La boite à outils des procédures judiciaires

Plusieurs procédures judiciaires existent en France pour s’en sortir en cas de difficulté (cf. infographie utile du CNAJMJ) :

  • la conciliation et le mandat ad hoc sont des procédures de prévention confidentielles permettant de négocier à l’abri avec les créanciers pour les TPE/PME qui ne sont pas en cessation de paiement. La conciliation est vivement conseillée car boostée pour la crise : la durée de la procédure a été doublée (10 mois au lieu de 5), un délai de 2 ans peut être accordé par le juge pour régler ses dettes et les poursuites par les créanciers sont suspendues ;
  • la sauvegarde est une procédure collective peu utilisée car non confidentielle. Elle concerne aussi les TPE/PME qui ne sont pas en cessation de paiement. Elle permet un gel des dettes antérieures, la suspension des poursuites et prépare un plan de redressement ;
  • le redressement est une procédure collective non confidentielle qui concerne les TPE/PME en cessation de paiements (<45 jours). Elle permet de trouver des solutions avec un gel des dettes antérieures et la prise en charge des salaires pour un plan de continuation, de redressement ou de cession ;
  • la liquidation intervient si aucune des procédures précédentes sont possibles, lorsque la situation est trop critique.

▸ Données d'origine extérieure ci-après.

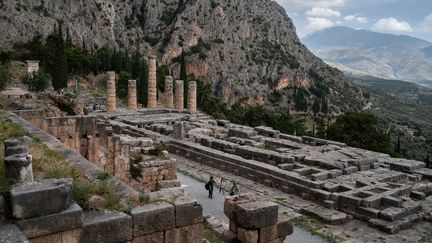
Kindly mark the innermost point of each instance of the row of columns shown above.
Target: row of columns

Elle permet de sécuriser la fin de vie de l’entreprise (reprise des contentieux, traitement social, etc.).

« Le vrai sujet est de dédramatiser le redressement judiciaire, ce n’est pas forcément une catastrophe, sauf si l’entreprise est déjà au bord du gouffre. Plus d’1/3 des TPE ont des fonds propres nuls ou négatifs. Le moindre accident entraine la procédure de liquidation. 70 % des ouvertures de procédures collectives sont des liquidations judiciaires directes », prévient Georges Richelme.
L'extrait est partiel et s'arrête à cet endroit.